Authorities can barely offer basic services, let alone ease
the ethnic hatred that has left bullet holes in the walls of
stores and homes, and mental scars.
"WE WILL KILL WHOEVER THREATENS US"
It's not just supporters of one political party or another
that are gunned down. There is a growing belief that anyone can
be hunted, simply because of their ethnic identity.
Kamran Muhammad, 23, was buying supplies for his family's
sweets shop when he was abducted, had his hands and feet bound
and beaten with clubs before being shot in the head and jaw.
He was neither a Mohajir, Pashtun or Baluch but his killers
probably thought otherwise.
"We showed the young children of the family his bruises and
the bullet holes. We want them to know how dangerous Karachi has
become. That they must be careful," said his father, Muhammad
Hanif, his eyes swelling with tears.
"From now on we will just kill whoever threatens us."
The murders have prompted business leaders, who lose
millions of dollars every time Karachi's troubles bring the city
to a standstill, and others to call for army intervention.
The spike in violence is raising the age-old question of
whether Pakistan's civilian government, like the one ruling now,
will ever be able to handle crises.
The military, seen as far more effective, has run the South
Asian country for more than half of its history.
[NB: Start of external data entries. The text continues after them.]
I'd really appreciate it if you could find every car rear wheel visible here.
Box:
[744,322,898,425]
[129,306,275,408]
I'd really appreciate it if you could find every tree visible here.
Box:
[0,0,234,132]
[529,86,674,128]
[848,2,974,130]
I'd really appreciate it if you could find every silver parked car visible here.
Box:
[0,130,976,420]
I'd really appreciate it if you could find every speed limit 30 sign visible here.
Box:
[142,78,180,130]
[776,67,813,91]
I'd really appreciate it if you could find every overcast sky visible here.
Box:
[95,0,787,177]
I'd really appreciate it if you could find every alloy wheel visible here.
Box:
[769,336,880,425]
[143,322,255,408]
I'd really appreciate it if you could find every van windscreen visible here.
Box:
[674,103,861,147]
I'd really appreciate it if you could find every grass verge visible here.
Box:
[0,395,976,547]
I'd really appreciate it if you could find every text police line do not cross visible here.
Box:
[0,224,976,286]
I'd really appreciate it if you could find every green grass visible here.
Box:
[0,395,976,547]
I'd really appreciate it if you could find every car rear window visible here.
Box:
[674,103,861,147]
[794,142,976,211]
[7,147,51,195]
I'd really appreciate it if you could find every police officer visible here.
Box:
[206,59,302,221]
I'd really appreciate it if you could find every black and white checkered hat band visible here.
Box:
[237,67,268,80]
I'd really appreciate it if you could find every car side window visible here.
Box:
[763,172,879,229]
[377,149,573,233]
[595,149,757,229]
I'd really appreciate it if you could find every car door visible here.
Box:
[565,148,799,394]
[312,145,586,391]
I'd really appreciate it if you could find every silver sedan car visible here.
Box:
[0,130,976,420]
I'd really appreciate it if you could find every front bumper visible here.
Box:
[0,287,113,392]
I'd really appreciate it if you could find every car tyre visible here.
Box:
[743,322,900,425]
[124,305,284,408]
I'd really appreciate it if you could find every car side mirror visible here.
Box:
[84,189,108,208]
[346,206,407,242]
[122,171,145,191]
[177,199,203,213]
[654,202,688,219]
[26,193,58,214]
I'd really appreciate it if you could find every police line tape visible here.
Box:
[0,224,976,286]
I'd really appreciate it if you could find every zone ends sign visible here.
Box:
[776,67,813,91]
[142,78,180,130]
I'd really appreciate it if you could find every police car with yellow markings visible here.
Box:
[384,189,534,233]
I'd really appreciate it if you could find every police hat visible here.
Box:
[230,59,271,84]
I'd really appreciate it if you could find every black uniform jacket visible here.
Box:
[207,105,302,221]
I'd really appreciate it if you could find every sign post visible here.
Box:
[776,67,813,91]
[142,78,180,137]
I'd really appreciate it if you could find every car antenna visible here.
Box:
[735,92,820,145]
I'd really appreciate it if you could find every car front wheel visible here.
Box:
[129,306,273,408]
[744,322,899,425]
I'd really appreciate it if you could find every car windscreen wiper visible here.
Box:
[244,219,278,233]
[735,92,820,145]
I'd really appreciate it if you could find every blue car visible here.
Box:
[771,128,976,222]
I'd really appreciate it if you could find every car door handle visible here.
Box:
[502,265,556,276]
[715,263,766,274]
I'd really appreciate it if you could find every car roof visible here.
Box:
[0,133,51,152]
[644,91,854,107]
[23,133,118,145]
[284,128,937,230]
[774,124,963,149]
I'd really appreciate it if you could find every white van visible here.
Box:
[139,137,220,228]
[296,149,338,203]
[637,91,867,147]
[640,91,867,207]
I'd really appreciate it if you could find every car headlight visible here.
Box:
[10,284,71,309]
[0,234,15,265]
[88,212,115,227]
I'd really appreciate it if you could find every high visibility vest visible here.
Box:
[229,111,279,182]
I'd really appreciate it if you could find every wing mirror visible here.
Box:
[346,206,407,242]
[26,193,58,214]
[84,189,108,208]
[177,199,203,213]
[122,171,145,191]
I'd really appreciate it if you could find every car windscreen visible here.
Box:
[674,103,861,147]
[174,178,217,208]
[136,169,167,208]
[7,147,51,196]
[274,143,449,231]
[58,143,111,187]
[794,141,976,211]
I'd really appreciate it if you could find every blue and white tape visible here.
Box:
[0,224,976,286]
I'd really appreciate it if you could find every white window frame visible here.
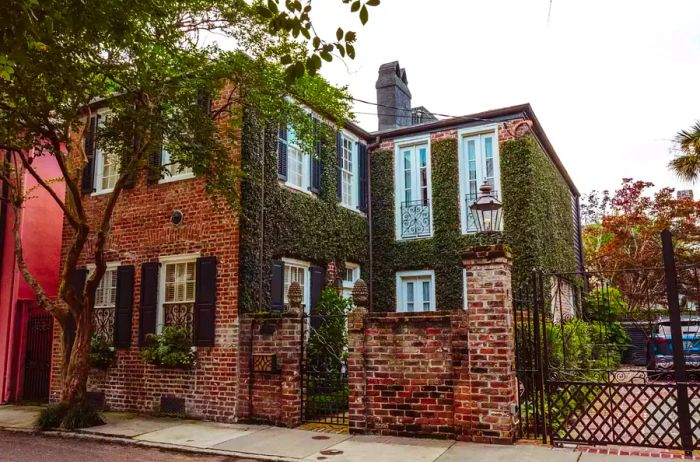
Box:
[282,258,311,314]
[93,109,119,196]
[394,135,434,241]
[462,268,469,311]
[156,252,200,334]
[396,270,436,313]
[457,124,503,234]
[158,147,194,184]
[342,262,361,298]
[340,130,360,212]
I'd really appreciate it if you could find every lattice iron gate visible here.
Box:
[513,231,700,453]
[22,306,53,402]
[301,314,349,425]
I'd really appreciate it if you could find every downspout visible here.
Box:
[367,136,381,313]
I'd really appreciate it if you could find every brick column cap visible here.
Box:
[462,244,513,266]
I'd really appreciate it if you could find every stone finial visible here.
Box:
[287,282,304,314]
[352,279,369,310]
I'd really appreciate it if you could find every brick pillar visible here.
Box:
[462,244,517,443]
[348,307,367,434]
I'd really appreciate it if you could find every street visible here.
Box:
[0,431,249,462]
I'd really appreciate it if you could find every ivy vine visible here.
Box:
[239,113,368,312]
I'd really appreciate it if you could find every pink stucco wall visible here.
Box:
[0,156,65,403]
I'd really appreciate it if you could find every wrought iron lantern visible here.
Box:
[469,183,503,233]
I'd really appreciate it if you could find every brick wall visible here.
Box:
[51,88,240,421]
[348,246,517,443]
[237,314,303,427]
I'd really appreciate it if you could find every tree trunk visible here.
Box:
[61,307,92,406]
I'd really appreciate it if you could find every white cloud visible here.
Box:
[314,0,700,193]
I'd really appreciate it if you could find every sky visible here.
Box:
[313,0,700,198]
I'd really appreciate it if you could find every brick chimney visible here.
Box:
[375,61,411,131]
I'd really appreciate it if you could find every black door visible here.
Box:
[22,308,53,401]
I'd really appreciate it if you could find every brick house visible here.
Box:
[52,59,581,425]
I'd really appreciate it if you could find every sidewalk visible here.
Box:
[0,406,684,462]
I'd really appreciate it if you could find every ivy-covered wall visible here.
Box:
[239,114,368,312]
[370,131,576,311]
[500,134,578,289]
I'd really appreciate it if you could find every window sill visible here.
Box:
[278,180,316,197]
[158,173,195,184]
[90,189,114,196]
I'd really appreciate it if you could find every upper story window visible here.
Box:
[394,140,433,239]
[158,255,197,332]
[92,110,120,193]
[91,263,118,343]
[396,270,435,313]
[160,148,194,183]
[459,126,501,233]
[339,134,357,208]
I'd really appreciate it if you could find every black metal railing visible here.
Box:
[401,200,431,239]
[464,189,502,231]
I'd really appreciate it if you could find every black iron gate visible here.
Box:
[513,231,700,453]
[301,314,349,425]
[22,307,53,401]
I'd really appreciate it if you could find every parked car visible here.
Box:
[647,315,700,379]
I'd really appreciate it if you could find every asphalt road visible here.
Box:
[0,431,250,462]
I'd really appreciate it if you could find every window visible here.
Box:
[396,271,435,313]
[95,111,119,193]
[160,148,194,183]
[342,263,360,298]
[277,125,311,191]
[158,255,197,332]
[90,263,118,343]
[340,135,356,207]
[282,258,311,310]
[459,126,501,233]
[395,143,432,239]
"Karachi's precarious situation is raising fresh doubts
about whether Pakistan's civilian leaders will ever be able to
manage the country," said Kamran Bokhari of STRATFOR global
At Karachi's Jinnah Postgraduate Medical Centre, emergency
department joint director Seemi Jamali is proud to say the
institution does not turn away patients because of their
ethnicity, as do other hospitals. But the latest ethnic
bloodletting is draining the little optimism she has left.
"My nine-year-old son hides under the bed when he hears the
shooting at night," said Jamali. "He calls me five or six times
every time I go out and asks 'mommy are you safe?'"
In one of the wards, there was evidence of increasingly
random carnage. One patient was sprayed with gunfire on a bus.